Havens WG:      Welcome, and thanks for stepping into my spotlight this month. To start off, please tell us a bit about yourself.


CH:      Thank you so much for having me here. I came into this from a different angle than most editors. I'm an author. I still am. I wrote paranormal single titles for Berkley, and continue to write for Harlequin and Entangled. I've been Editorial Director of Covet since last April or so. I took over the single title and print lines Edge and Select about a month ago. I have a degree in journalism and have spent the last 25 years or so as a TV and Film critic for print and radio. And I have a Masters in Humanities.

WG:      Can you tell us why you decided to pursue a career as an editor and what steps you took to get you where you are today?

CH:      Like most things in my life, someone made an offer and I took a risk. It just happened. I was talking to Liz Pelletier, our amazeballs publisher at Entangled, about the Covet line. I had some ideas. She listened, and then next thing I knew I was the editorial director. (Lesson: Be careful about what you say). I'm going to be honest. I thought she was crazy at the time. But it turns out she'd been grooming me for this. Every once in a while she'd throw me a book and tell me to line or content edit.. I'd been editing behind the scenes for almost a year. I love that we are creating books readers can wait to get their hands on. And I love authors. We're a crazy bunch, but I love making story work. As the Editorial Director, I usually get to see that last pass of the editorial process, so I get the fun job.

WG:      What genres/lines do you currently acquire?

CH:      Edge, is our single title digital line, and we are open to all types of genres there. The same for our print line Select. There is one caveat. At the heart of the story, there must be a romance. Every book must have a HEA (Happily Ever After) or HFN (Happy for Now). I'm on a serious hunt for strong contemporary romances along the lines of Susan Elizabeth Phillips or Nora Roberts' five thousand trilogies she does. I love those books set on an island in Ireland with three friends who find the hottest guys on the island.

And then we have Covet. We are doing things a little different with our paranormals. These are shorter stories, a little less world-building and lot more romance. I'm on the hunt for anything that is a little different than the normal werewolf or vamp story. Though, I love those stories. I write them. But I'd love to see other cultural myths represented.

WG:      When was the last time you acquired the work of an author from the slush pile?

CH:      We just picked up four authors from the slush pile this last week.

WG:      Are you actively seeking out new authors, and if so, what would it take to catch your eye?

CH:      We are always seeking new authors. A strong voice, characters I can't forget, and dialogue that sings. That's what I need to see. Plot holes can be fixed (most of the time), but it's hard to teach the other things. Oh, and I'm finding logic very important. I need the story to make sense.

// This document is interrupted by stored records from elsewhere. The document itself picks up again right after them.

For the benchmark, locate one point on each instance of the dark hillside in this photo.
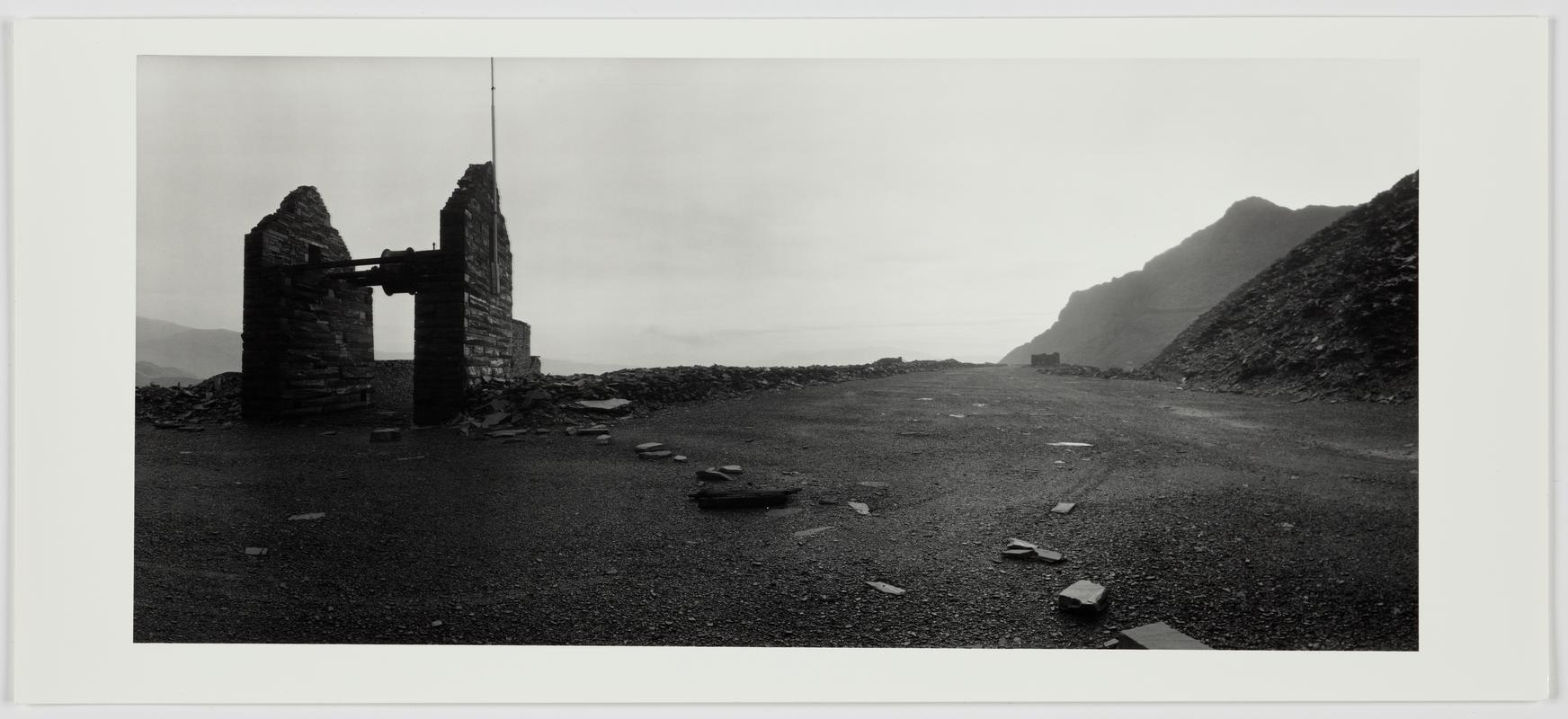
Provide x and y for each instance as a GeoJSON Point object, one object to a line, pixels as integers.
{"type": "Point", "coordinates": [1335, 316]}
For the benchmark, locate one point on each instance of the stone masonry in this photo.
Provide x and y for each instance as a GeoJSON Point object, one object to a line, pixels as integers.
{"type": "Point", "coordinates": [307, 342]}
{"type": "Point", "coordinates": [306, 337]}
{"type": "Point", "coordinates": [463, 326]}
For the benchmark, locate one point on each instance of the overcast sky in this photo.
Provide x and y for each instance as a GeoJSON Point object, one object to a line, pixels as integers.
{"type": "Point", "coordinates": [754, 212]}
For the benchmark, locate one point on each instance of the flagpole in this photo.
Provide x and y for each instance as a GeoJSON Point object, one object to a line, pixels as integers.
{"type": "Point", "coordinates": [494, 193]}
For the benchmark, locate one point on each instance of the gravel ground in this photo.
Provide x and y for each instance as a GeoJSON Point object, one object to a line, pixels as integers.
{"type": "Point", "coordinates": [1245, 522]}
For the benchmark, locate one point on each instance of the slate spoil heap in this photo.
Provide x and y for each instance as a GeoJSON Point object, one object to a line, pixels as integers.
{"type": "Point", "coordinates": [215, 398]}
{"type": "Point", "coordinates": [1091, 371]}
{"type": "Point", "coordinates": [554, 398]}
{"type": "Point", "coordinates": [1335, 318]}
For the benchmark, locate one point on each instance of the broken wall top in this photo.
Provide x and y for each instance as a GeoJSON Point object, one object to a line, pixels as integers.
{"type": "Point", "coordinates": [303, 218]}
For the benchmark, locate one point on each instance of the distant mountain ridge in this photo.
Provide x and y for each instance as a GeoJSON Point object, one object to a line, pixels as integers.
{"type": "Point", "coordinates": [1127, 320]}
{"type": "Point", "coordinates": [196, 353]}
{"type": "Point", "coordinates": [1335, 316]}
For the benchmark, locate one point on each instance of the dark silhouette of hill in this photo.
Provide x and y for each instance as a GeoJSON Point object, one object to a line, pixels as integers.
{"type": "Point", "coordinates": [1335, 316]}
{"type": "Point", "coordinates": [166, 377]}
{"type": "Point", "coordinates": [1127, 322]}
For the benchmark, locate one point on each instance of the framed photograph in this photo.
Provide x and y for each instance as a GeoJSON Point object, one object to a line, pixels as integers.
{"type": "Point", "coordinates": [775, 360]}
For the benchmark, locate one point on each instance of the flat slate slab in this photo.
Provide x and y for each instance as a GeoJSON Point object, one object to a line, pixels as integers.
{"type": "Point", "coordinates": [1082, 596]}
{"type": "Point", "coordinates": [1157, 635]}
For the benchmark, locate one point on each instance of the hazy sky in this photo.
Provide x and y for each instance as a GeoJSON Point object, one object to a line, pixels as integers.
{"type": "Point", "coordinates": [758, 210]}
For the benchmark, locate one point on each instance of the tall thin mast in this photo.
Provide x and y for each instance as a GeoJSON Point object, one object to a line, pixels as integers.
{"type": "Point", "coordinates": [494, 194]}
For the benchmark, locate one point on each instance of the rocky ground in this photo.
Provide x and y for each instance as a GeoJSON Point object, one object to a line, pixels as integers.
{"type": "Point", "coordinates": [1245, 522]}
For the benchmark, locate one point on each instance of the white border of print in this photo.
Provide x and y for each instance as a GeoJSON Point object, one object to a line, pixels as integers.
{"type": "Point", "coordinates": [1483, 137]}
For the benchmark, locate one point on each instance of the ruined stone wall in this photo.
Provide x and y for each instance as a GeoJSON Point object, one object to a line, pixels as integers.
{"type": "Point", "coordinates": [463, 326]}
{"type": "Point", "coordinates": [306, 339]}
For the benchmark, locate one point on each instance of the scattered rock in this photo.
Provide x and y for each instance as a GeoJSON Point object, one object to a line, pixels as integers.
{"type": "Point", "coordinates": [1082, 596]}
{"type": "Point", "coordinates": [1157, 635]}
{"type": "Point", "coordinates": [813, 531]}
{"type": "Point", "coordinates": [885, 588]}
{"type": "Point", "coordinates": [1018, 548]}
{"type": "Point", "coordinates": [602, 404]}
{"type": "Point", "coordinates": [717, 497]}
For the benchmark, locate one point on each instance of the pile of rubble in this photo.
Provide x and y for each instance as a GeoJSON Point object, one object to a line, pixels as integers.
{"type": "Point", "coordinates": [1091, 371]}
{"type": "Point", "coordinates": [565, 400]}
{"type": "Point", "coordinates": [212, 400]}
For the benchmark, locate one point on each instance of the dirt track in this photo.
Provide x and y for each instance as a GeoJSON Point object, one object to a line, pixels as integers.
{"type": "Point", "coordinates": [1243, 522]}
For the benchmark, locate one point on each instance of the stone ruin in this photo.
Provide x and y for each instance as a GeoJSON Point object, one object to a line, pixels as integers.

WG:      Do you think contest credits help an author further their career? Have you ever acquired a manuscript that you discovered via a writing contest?

CH:      I think contests that are judged by qualified people can be helpful. As an author there were times when those contests crushed my soul. And then that same book was nominated for two RITAs. So there you go. We say writing is subjective, and we mean it.

WG:      When asked what they look for in a new author, most editors and agents will mention a fresh and/or strong voice. How do you personally define voice?

CH:      That's a tough one. I see voice as how an author mixes the elements of the story. How they choose to use language, emotions, dialogue and the way they develop characters, is what creates a voice.

WG:      Have you ever considered penning a novel yourself?

CH:      Before I started editing, I was a writer.

WG:      I know you're published yourself - any lessons learned there?

CH:      I think I'm up to 16 published books, and several anthologies. I really like being on both sides. Though, I'm much kinder to my editors now. Not that I was every mean, but when I get revisions, I'm much more receptive.

WG:      How would you describe your editorial style?

CH:      I think some of my authors might call it the "mean bitch style." I'm too busy to candy coat things. I'm kind of known for telling it like it is. But so far, most of the authors I work with respect that. They don't need to be coddled. Though, I have been known to add a few smiley faces here and there when I love something.

WG:      Are some/all of your submissions read by someone else in house before they reach you? If so, what sort of feedback and/or screening do you expect that reader to provide?

CH:      I do a bit of both. As crazy as it sounds, I read a part of every submission. But I also have a load of assistants and interns. They are very tuned into what I want to see in a story. They read the whole book, and make detailed reports. And I always have more than one person look at every book. Plus me. So there are three of us who are making a decision. I also have other editors who bring books to me. Or I might assign a book to specific editor.

WG:      Realistically, what is the normal timeframe for your response to queries? Partials? Fulls?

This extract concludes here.